Just after lunch, my eyes were heavy and tired and I knew I needed a coffee to make it through the rest of the day. Leaning forward, I picked up the mug my favourite little reader had given me, and stopped short as I noticed a small fuzzy object in the bottom. Curious, I turned the mug over and instantly my eyes filled with tears. A tiny, furry, stuffed rabbit, no bigger than a golf ball, sat in the palm of my hand. And, attached to the soft bundle, a small, blank white card. It was identical to the first card Joshua had given me. My heart began pounding and I looked around wondering how it had gotten there. I stood up on trembling legs and walked down to the staff lounge, the items safely in my pocket, my mug hanging loosely from my fingers. Bob remained seated at the other end of the hall. He barely even glanced my way. We both knew there was nowhere else I could go.
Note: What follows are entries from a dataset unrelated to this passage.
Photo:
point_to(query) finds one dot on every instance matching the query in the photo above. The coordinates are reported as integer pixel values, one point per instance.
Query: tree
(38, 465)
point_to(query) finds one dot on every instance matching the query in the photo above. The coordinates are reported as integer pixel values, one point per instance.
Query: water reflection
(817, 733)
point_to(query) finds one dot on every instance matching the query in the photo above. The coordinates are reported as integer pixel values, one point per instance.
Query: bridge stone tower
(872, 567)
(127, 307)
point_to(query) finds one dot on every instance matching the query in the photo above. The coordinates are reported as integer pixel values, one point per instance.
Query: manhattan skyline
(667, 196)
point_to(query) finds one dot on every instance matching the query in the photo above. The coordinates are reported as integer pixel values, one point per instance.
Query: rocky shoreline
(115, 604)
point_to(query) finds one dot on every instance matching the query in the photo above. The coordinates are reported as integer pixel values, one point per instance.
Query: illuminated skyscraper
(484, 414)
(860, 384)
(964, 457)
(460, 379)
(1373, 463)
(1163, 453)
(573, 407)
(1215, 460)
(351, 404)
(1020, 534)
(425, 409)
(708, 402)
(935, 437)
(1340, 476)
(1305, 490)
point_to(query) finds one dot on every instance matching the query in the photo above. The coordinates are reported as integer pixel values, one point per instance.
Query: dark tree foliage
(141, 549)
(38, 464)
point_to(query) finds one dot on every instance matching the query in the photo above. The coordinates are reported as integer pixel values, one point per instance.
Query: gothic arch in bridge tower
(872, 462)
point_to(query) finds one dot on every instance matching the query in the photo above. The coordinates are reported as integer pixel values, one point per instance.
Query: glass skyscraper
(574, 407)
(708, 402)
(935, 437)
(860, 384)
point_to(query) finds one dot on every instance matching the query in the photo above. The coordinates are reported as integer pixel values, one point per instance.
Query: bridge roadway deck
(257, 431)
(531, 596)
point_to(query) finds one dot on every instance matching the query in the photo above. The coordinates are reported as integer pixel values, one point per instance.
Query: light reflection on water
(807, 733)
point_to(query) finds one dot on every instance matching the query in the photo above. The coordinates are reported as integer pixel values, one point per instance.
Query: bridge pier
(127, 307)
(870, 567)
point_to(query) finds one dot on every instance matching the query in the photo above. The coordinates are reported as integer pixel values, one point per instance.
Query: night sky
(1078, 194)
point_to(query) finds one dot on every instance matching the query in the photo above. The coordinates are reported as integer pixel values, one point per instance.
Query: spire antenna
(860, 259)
Two of the librarians were sitting quietly in the lounge, discussing something, but they were the only other people there. I walked to the bathroom, shut the door and stood in front of the sink. I reached in my pocket with trembling fingers and pulled out the small blank card and rabbit. My hands were shaking as I turned on the faucet and soaked the card, holding tightly to the furry rabbit. I set it on the edge of the sink, watching as Joshua’s writing appeared.

I heard you. It’s time to come home.

Be careful. Eyes.

Hospital. Tomorrow. 1 p.m.

~J

I sank to the floor, unheeded tears streaming down my face. He hadn’t deserted me. He still loved me.

Joshua was sending someone for me. Tomorrow.

Tomorrow, I was going home.

I just had to make it through one more day.

I closed my eyes, praying I could do it.

 

 

 

 

I made it back to my desk, looking calmer than I was feeling. I even remembered to take the coffee with me. My mind raced with the implications.